The point of it all, as Col. Javorsek noted, is to build trust in AI in the life-and-death environment of aerial combat. Trust requires sharing — in this case, the kind of information that American fighter pilots will likely demand. With that in mind, I asked DARPA for an interview with the F-16 pilot who will go up against all that math.

That request was denied on the grounds of “operational security.” Col. Javorsek declined to elaborate on the particulars of the dogfight scenario but assured me that careful consideration has been placed on the simulated environment to ensure an engagement in which skill alone will determine the outcome.

One can reasonably ask what operational security concerns would prevent divulging the identity of the pilot, his or her experience, and the basic parameters of the fight?

America’s adversaries and allies would certainly understand the kind of operationally relevant one-on-one air combat maneuvering engagement that AlphaDogfight involves. Given the known quantity that is the F-16 weapons system and years of intelligence on American fighter doctrine and tactics, they’d surely comprehend it on a granular level.

So would American fighter pilots. The first question they’ll likely ask is, “Who’s the pilot in the simulator seat?” We do know from queries to the Air Force’s Air Combat Command and to Col. Javorsek that the pilot in question is an Air National Guard F-16 pilot from the local area.

Presuming that means the Baltimore-Washington, D.C. area, the pilot may be with the 113 Fighter Wing, 121st Fighter Squadron at Joint Base Andrews outside of D.C. The pilot is apparently a recent graduate of the F-16 Weapons Instructor Course and, as a Guardsman, likely a high-time Viper driver. Combat experience may or may not be on his resume.

DARPA hasn’t detailed the dogfight setup: what sensors, off-board sensors, weapons, ranges, fuel loads, G-limits, visual acuity, weather conditions, merge altitudes, command-control aid, or rules-of-engagement the protagonists will go into the fight with. Nor do we know anything about the simulator’s capability/configuration/interaction.

Common sense suggests that if skill alone is to be the determining factor, the simulated aircraft should be the same with everything else equaled-out.

Turn On, Tune In

Colonel Javorsek said in an email that AlphaDogfight viewers will have access to some live data, things like relative closure and distance, throttle/stick/rudder positions via a heads-up-display like presentations on the “Dogfight” or “Pilot Point of View” channels.

Nevertheless, we don’t really know what the human pilot or AI team is expecting.
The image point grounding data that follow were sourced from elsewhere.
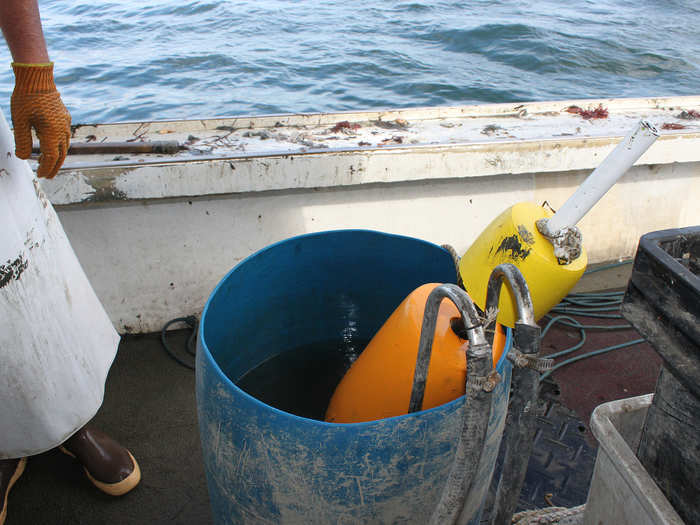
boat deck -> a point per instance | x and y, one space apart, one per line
150 407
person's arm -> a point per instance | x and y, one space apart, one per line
21 27
35 101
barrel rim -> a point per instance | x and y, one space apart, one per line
203 347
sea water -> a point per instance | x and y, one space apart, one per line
163 59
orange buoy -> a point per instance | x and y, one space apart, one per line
379 382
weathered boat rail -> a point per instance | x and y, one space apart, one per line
156 231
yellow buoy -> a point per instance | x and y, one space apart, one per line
513 238
379 383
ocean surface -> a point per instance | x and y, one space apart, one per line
164 59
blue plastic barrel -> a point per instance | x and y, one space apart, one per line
264 465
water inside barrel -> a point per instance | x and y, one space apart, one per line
301 381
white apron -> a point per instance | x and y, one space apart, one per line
56 341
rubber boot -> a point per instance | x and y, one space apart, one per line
108 465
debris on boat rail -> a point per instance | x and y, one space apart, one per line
599 112
348 131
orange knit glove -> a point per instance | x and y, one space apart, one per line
36 104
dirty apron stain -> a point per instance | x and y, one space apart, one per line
56 341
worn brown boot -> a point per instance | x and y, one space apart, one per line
10 471
108 465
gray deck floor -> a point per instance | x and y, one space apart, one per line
150 407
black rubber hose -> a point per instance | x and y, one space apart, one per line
193 324
476 413
520 426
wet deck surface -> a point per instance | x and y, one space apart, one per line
150 407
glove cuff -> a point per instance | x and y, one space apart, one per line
33 78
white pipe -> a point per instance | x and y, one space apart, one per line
604 176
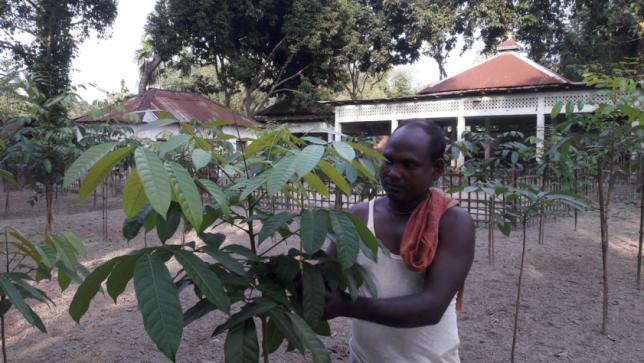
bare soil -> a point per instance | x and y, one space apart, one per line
560 307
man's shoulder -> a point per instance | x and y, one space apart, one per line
361 210
455 218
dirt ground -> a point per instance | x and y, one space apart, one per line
560 307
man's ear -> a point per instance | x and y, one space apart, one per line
439 168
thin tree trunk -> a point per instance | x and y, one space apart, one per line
4 341
49 197
6 204
603 216
516 305
639 249
264 340
490 233
104 211
541 212
575 209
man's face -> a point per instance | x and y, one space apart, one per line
408 172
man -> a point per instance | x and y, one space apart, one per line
413 319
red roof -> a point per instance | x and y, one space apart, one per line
505 70
183 106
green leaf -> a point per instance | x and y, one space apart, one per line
174 142
241 343
121 274
134 197
85 161
242 251
307 159
226 260
66 251
204 278
166 228
272 224
132 226
367 150
213 240
316 183
219 195
275 336
258 307
75 242
197 311
314 293
366 236
154 177
88 289
346 238
16 299
159 304
310 340
187 194
100 170
313 229
345 150
200 158
285 326
157 124
335 176
25 245
7 176
279 175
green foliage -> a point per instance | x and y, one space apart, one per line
266 285
23 258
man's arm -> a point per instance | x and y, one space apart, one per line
443 278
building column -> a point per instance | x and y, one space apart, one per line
541 128
460 128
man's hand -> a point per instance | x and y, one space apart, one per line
337 304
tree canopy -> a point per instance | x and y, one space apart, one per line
43 35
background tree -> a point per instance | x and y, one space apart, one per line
53 30
609 136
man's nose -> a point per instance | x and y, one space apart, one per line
394 172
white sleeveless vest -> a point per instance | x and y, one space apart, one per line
375 343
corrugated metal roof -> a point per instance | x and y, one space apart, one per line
183 106
505 70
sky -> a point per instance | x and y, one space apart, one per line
106 62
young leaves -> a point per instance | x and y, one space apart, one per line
159 304
156 183
346 238
313 229
204 278
84 162
241 343
99 171
16 299
134 197
187 194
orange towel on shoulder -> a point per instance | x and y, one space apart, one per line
420 240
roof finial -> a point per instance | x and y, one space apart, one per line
509 45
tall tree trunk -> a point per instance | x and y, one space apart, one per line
603 216
146 75
6 204
49 198
576 191
639 249
490 233
542 212
518 300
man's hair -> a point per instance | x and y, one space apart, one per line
437 141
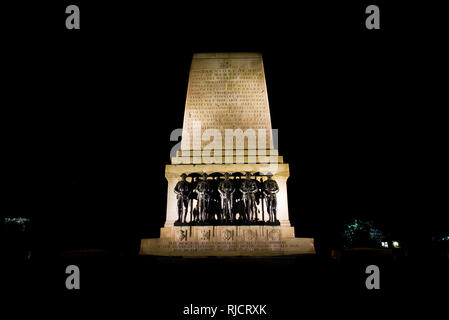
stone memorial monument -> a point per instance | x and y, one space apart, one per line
227 185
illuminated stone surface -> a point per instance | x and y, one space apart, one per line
227 91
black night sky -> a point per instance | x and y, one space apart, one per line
359 113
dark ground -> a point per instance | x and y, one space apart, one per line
87 120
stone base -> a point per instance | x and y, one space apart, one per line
227 241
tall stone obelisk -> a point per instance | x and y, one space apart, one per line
227 129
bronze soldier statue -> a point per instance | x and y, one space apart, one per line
249 189
182 190
203 193
226 189
270 189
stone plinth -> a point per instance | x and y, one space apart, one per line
227 241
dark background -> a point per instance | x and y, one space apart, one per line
359 112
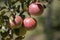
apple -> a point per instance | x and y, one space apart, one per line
35 9
29 23
15 22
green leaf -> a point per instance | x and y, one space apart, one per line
20 31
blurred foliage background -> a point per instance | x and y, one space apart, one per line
48 24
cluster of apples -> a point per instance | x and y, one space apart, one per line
34 9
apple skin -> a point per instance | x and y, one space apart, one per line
35 9
29 23
16 21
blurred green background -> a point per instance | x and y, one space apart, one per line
47 23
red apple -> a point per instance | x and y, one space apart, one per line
29 23
35 9
15 22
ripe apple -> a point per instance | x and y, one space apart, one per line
35 9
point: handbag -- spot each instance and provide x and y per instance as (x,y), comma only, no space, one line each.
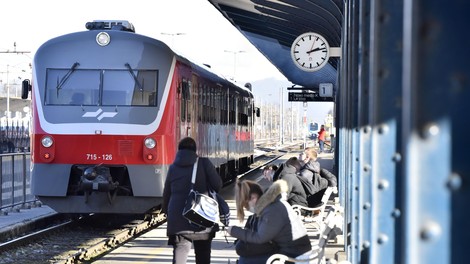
(224,209)
(200,209)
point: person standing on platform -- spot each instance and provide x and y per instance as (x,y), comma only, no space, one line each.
(315,179)
(321,138)
(181,234)
(296,193)
(276,229)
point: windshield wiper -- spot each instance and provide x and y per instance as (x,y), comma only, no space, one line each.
(66,77)
(135,77)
If such information isn’t forthcoming to a detailed degree, one would imagine that fighter pilots will not be overflowing with trust or confidence (though they may be entertained), regardless of who wins.

But DARPA sure hopes they’ll watch.

“We are still excited to see how the AI algorithms perform against each other as well as a Weapons School-trained human and hope that fighter pilots from across the Air Force, Navy, and Marine Corps, as well as military leaders and members of the AI tech community, will register and watch online,” Col. Javorsek said in a DARPA statement. “It’s been amazing to see how far the teams have advanced AI for autonomous dogfighting in less than a year.”